The trend is down so it is expected that it will steadily move down but in between pullback rally would be there but it is suggested to avoid taking advantage of these rallies because it can end abruptly trapping you on the wrong foot. Therefore it would be better to adopt sell on the rise strategy till it gives visible indication of bottoming out. The possible sell point range could be between 10995.22---11175.05 so sell near and below 11175 or below 10995.22 with a stop loss of above 11250 and 11065 respectively. Please don’t forget to trail your stop loss in profitable trade to avoid losses.    

IMPORTANT NOTE: - Be alert in short trade above 10995.22 & 11175.05

 Remark: - The long term uptrend is potentially threatened and the technical parameters also are very weak, therefore it seems very likely that it may drift down in coming days/weeks. Therefore for safe traders it is suggested to avoid long trade completely till it gives visible sign of bottoming out. But the aggressive trader can try long call with the help of support and resistance point as mentioned above, but mind you that it could be a risky trade. The down move is on therefore sell on the rise strategy would be a better option as of now. The bias is hugely bearish.     
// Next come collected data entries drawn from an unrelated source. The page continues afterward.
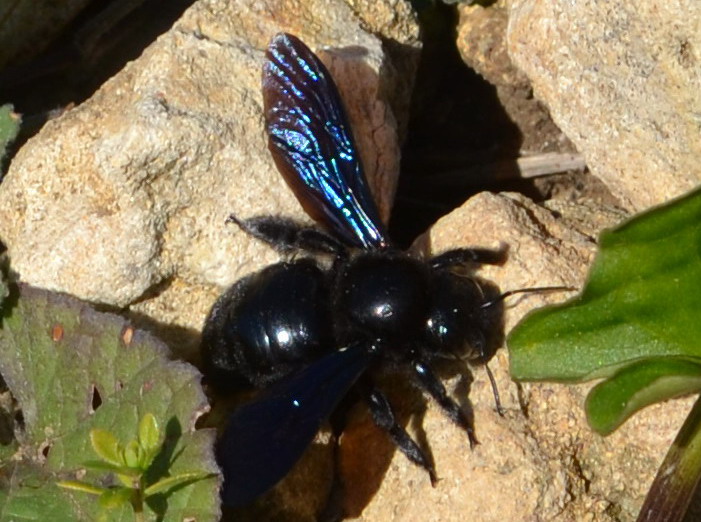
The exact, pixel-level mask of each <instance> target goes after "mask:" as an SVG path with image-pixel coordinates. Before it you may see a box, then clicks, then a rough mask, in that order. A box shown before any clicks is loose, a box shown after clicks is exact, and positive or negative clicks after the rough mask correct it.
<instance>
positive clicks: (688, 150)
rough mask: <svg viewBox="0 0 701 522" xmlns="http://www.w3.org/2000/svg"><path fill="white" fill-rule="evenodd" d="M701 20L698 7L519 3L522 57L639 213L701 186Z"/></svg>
mask: <svg viewBox="0 0 701 522" xmlns="http://www.w3.org/2000/svg"><path fill="white" fill-rule="evenodd" d="M700 20H701V5H700V4H699V3H698V2H695V1H693V0H682V1H679V2H656V1H654V0H643V1H640V2H635V3H630V2H625V1H622V0H607V1H604V2H601V1H595V0H587V1H582V2H570V1H566V0H556V1H550V0H512V1H511V4H510V11H509V27H508V32H507V39H508V40H507V43H508V49H509V53H510V55H511V57H512V59H513V60H514V62H515V64H516V65H517V66H518V67H519V68H520V69H521V70H523V71H524V72H525V73H526V75H527V76H528V78H529V79H530V81H531V83H532V85H533V88H534V91H535V95H536V96H537V97H538V98H539V99H541V100H542V101H543V102H545V104H546V105H547V106H548V108H549V109H550V113H551V115H552V117H553V119H554V120H555V123H557V125H558V126H559V127H560V128H561V129H562V130H563V131H564V133H565V134H566V135H567V137H568V138H569V139H570V140H572V142H574V144H575V145H576V147H577V149H578V150H579V151H580V152H581V153H582V154H583V156H584V158H585V160H586V163H587V165H588V166H589V169H590V170H591V171H592V173H593V174H595V175H596V176H597V177H599V178H601V179H602V180H603V181H604V182H605V183H606V184H607V185H608V187H609V188H610V189H611V191H612V192H613V194H614V195H615V196H616V197H618V198H619V200H620V201H621V203H622V204H624V205H625V206H626V207H627V208H629V209H632V210H640V209H643V208H646V207H648V206H650V205H654V204H658V203H661V202H663V201H666V200H668V199H670V198H672V197H674V196H678V195H680V194H682V193H684V192H686V191H688V190H691V189H692V188H693V187H695V186H697V185H698V183H699V180H700V179H701V168H700V167H699V163H698V157H699V154H700V153H701V142H699V139H698V136H699V122H700V119H699V118H700V117H699V115H700V114H701V96H700V95H699V93H700V92H701V68H700V67H699V66H698V64H699V59H700V55H699V52H700V51H699V50H700V49H701V30H700V25H699V24H700V23H701V22H700Z"/></svg>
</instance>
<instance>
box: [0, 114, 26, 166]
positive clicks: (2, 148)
mask: <svg viewBox="0 0 701 522" xmlns="http://www.w3.org/2000/svg"><path fill="white" fill-rule="evenodd" d="M21 123H22V119H21V118H20V116H19V115H18V114H16V113H15V112H14V111H13V107H12V105H2V106H0V161H2V159H3V158H4V157H5V153H6V152H7V147H8V146H9V145H10V144H11V143H12V142H13V141H14V139H15V138H16V137H17V133H18V132H19V128H20V125H21Z"/></svg>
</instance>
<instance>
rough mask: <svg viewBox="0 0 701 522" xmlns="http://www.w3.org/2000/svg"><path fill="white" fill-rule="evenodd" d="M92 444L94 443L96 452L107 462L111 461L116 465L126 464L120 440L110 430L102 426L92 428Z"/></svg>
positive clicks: (91, 432) (91, 431)
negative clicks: (97, 427)
mask: <svg viewBox="0 0 701 522" xmlns="http://www.w3.org/2000/svg"><path fill="white" fill-rule="evenodd" d="M90 444H92V447H93V449H94V450H95V453H97V454H98V455H99V456H100V458H101V459H102V460H104V461H105V462H109V463H110V464H112V465H114V466H123V465H124V462H123V460H122V456H121V451H120V448H119V441H118V440H117V437H115V436H114V435H112V433H110V432H109V431H107V430H103V429H100V428H96V429H94V430H90Z"/></svg>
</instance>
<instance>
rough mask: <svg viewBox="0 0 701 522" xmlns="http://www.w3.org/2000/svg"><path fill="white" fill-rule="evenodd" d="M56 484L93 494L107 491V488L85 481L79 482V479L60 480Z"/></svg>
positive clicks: (74, 489)
mask: <svg viewBox="0 0 701 522" xmlns="http://www.w3.org/2000/svg"><path fill="white" fill-rule="evenodd" d="M56 485H57V486H59V487H62V488H66V489H72V490H74V491H82V492H83V493H90V494H91V495H102V494H103V493H104V492H105V491H107V488H102V487H100V486H93V485H92V484H86V483H85V482H79V481H77V480H59V481H58V482H56Z"/></svg>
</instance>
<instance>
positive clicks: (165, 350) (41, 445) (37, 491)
mask: <svg viewBox="0 0 701 522" xmlns="http://www.w3.org/2000/svg"><path fill="white" fill-rule="evenodd" d="M10 301H12V302H13V303H14V305H13V306H12V307H10V308H8V307H6V311H5V316H4V318H3V324H2V329H1V330H0V373H1V374H2V376H3V378H4V379H5V381H6V383H7V385H8V387H9V388H10V390H11V391H12V393H13V395H14V397H15V398H16V400H17V401H18V403H19V406H20V408H21V411H22V415H23V418H24V430H23V431H22V432H20V433H19V435H18V437H17V438H18V448H17V452H16V455H17V456H18V457H20V456H21V457H22V459H21V460H19V461H15V460H9V459H8V460H6V461H4V462H0V467H2V473H0V521H10V520H18V521H26V520H36V521H44V520H51V521H52V522H63V521H71V522H74V521H94V520H98V519H99V518H100V517H103V518H104V514H102V513H101V512H100V508H99V503H98V502H97V500H96V498H95V497H94V496H93V495H89V494H87V493H83V492H78V491H73V490H69V489H65V488H60V487H59V486H58V485H57V482H58V481H59V480H61V481H65V480H76V479H77V480H80V481H81V482H85V483H88V484H95V485H100V486H104V485H106V484H105V482H104V480H105V479H106V478H107V477H108V476H109V474H107V473H106V472H105V471H103V470H91V469H87V470H86V466H85V462H86V461H88V460H91V459H92V460H94V458H95V453H94V451H93V448H92V444H91V440H90V431H91V430H94V429H102V430H106V431H108V432H110V433H112V434H113V435H114V436H115V437H116V438H117V440H119V441H125V442H126V441H129V440H132V439H134V438H135V436H137V434H138V430H139V422H140V420H141V419H142V418H143V417H144V415H145V414H146V413H149V412H150V413H152V414H153V415H154V416H155V418H156V420H157V422H158V425H159V426H162V428H161V430H162V432H163V434H164V437H165V440H164V442H163V443H162V447H161V448H160V451H159V453H158V455H157V456H156V458H155V460H154V462H153V465H152V466H151V467H150V468H149V471H148V481H147V483H148V484H153V483H156V482H158V480H160V479H162V478H164V477H167V476H177V475H178V474H182V473H200V474H204V475H206V476H208V477H210V476H211V477H212V478H207V479H205V480H201V481H197V482H192V483H188V484H187V485H186V486H184V487H182V488H174V489H172V490H170V491H169V494H168V496H167V497H164V498H163V501H162V502H152V503H148V505H147V507H146V510H145V511H144V513H143V519H144V520H163V521H178V522H180V521H182V520H186V519H196V520H198V521H206V520H218V519H219V502H218V488H219V480H218V478H216V477H215V475H213V474H215V473H218V470H217V467H216V464H215V462H214V458H213V454H212V447H213V438H214V437H213V432H211V431H209V430H207V431H205V430H202V431H193V426H194V422H195V420H196V419H197V417H198V416H199V415H200V414H201V412H203V411H205V410H206V407H207V406H206V404H207V403H206V399H205V397H204V394H203V392H202V389H201V387H200V385H199V374H198V373H197V372H196V370H194V368H192V367H191V366H190V365H188V364H185V363H182V362H177V361H172V360H170V359H169V358H168V355H169V353H168V350H167V348H166V347H165V346H164V345H163V344H162V343H161V342H160V341H158V340H156V339H155V338H153V337H152V336H150V335H148V334H146V333H145V332H142V331H139V330H135V329H133V328H132V327H131V326H129V324H128V323H127V322H126V321H125V320H124V319H123V318H121V317H119V316H116V315H113V314H107V313H101V312H97V311H95V310H94V309H93V308H92V307H90V306H88V305H87V304H85V303H83V302H81V301H79V300H77V299H74V298H71V297H69V296H65V295H60V294H54V293H51V292H46V291H43V290H38V289H34V288H30V287H27V286H23V285H20V287H19V292H16V295H14V296H12V298H11V299H10ZM93 408H94V409H93ZM107 520H110V521H112V520H123V521H124V522H126V521H127V520H133V513H132V512H131V508H130V509H129V510H126V511H125V510H124V509H121V508H120V509H118V510H115V511H110V512H109V516H108V518H107Z"/></svg>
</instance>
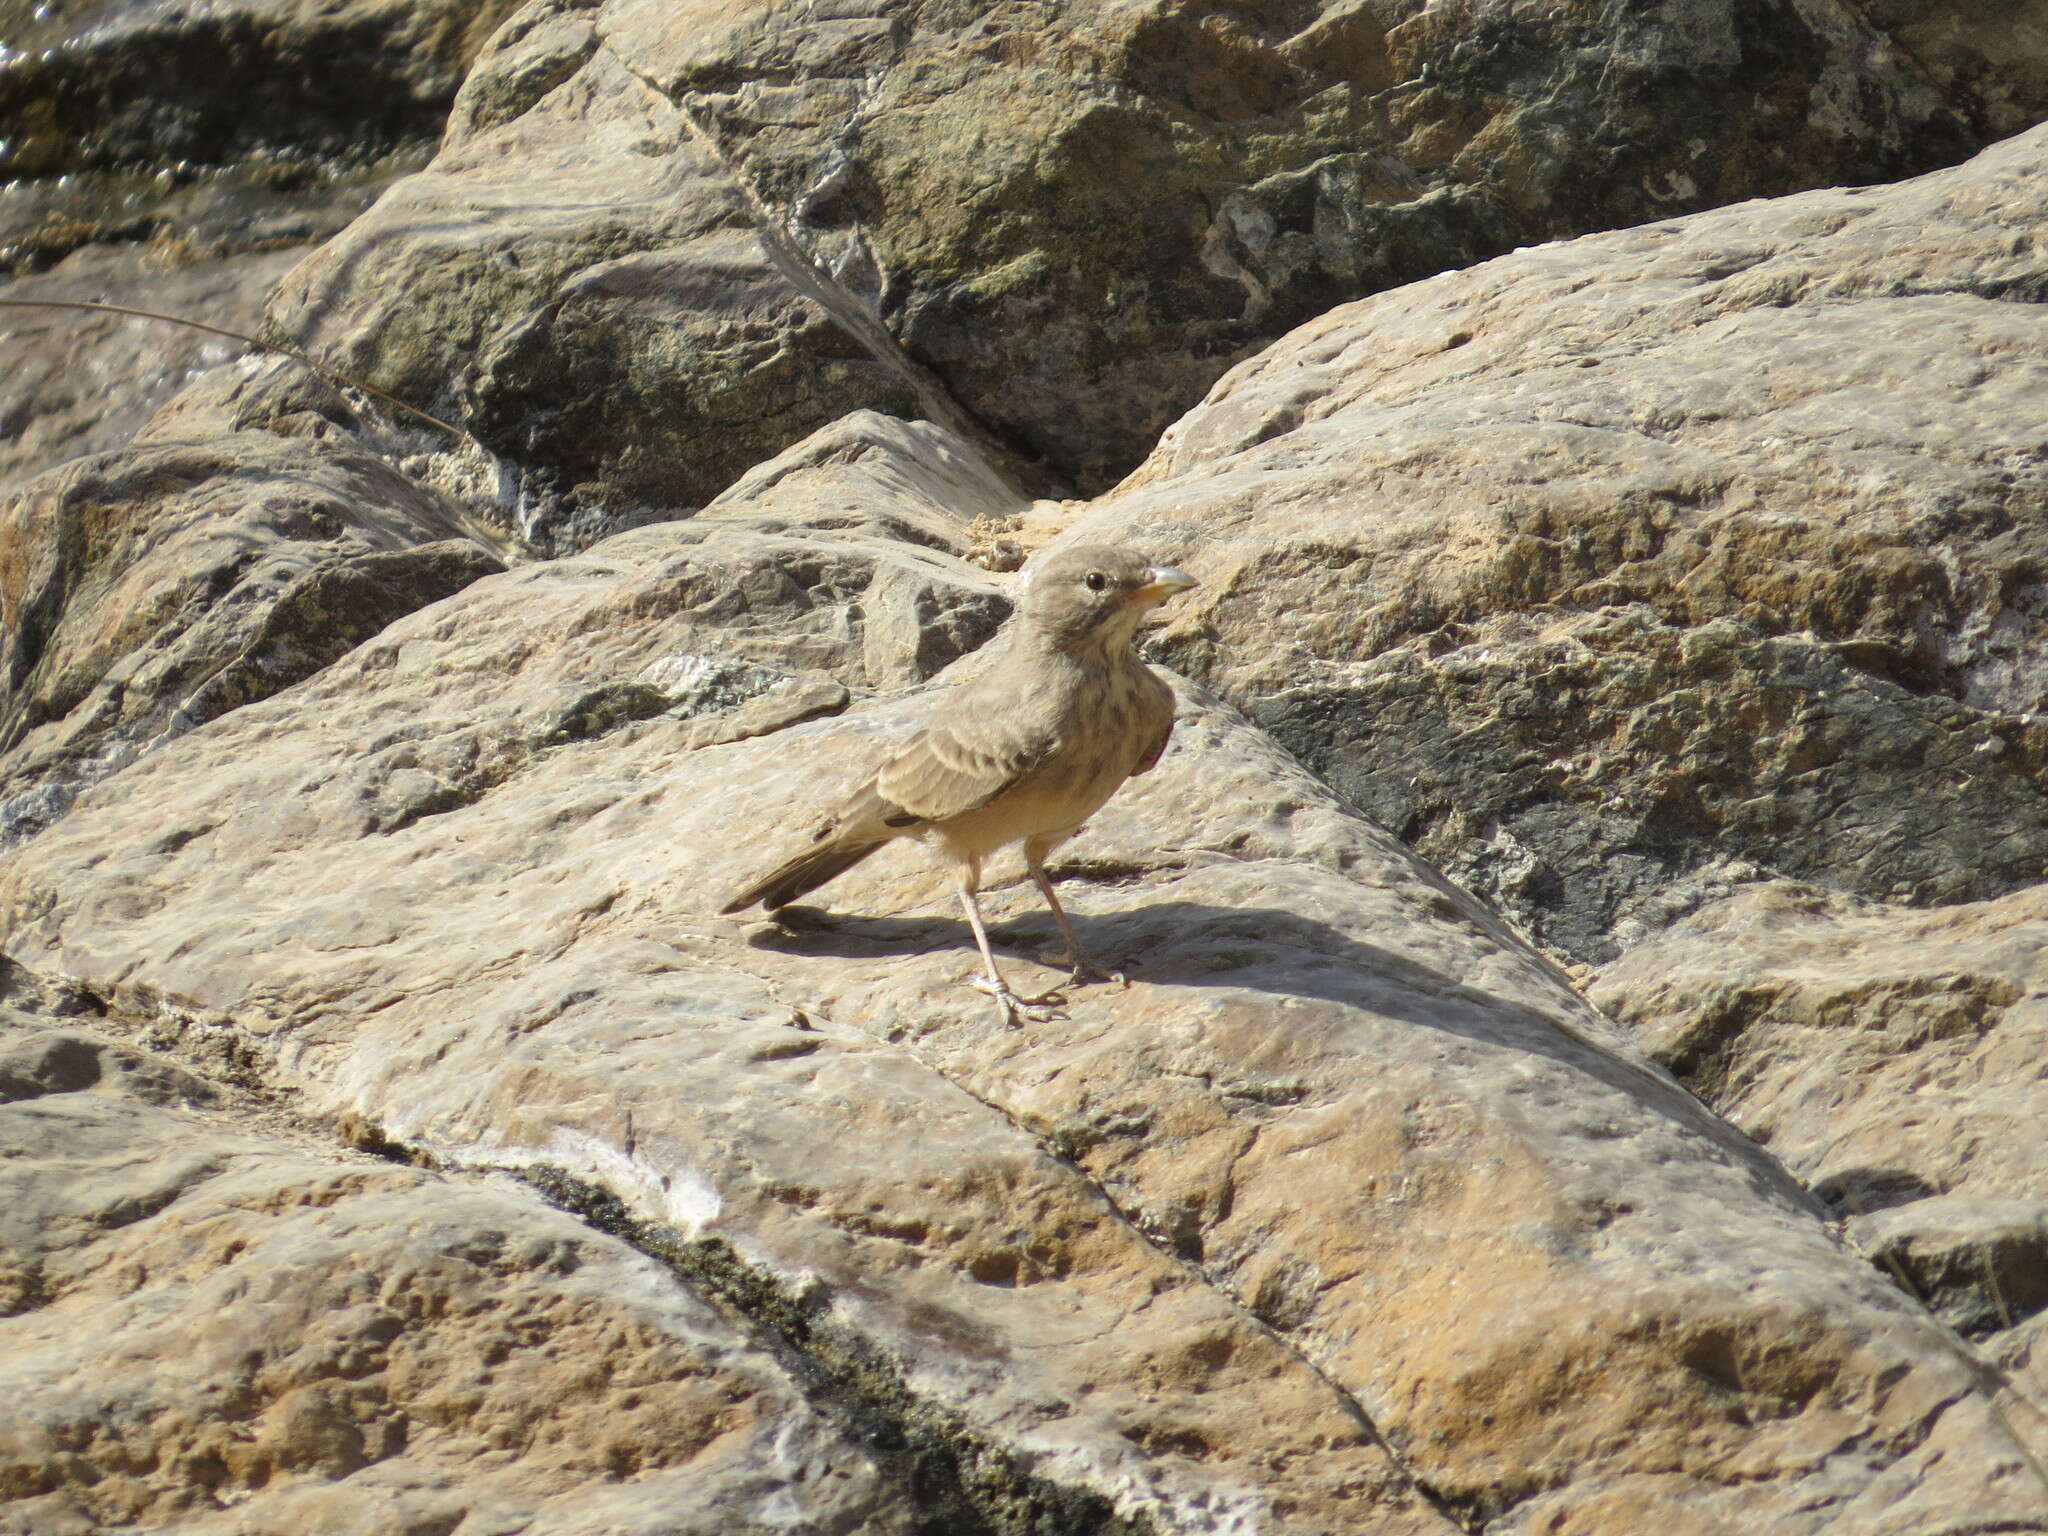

Disclaimer:-The view expressed here are solely of the author and he is not at all responsible in any way for the outcome of the trade you enter based on the above view.

Kindly note that make your cost your stop loss in favourable  trade and then trail it as the price move up/down to gain maximum profit and avoid losses. Use support and resistance levels as entry, exit, target and trailing stop loss points. DO NOT TRADE WITHOUT STOP LOSS.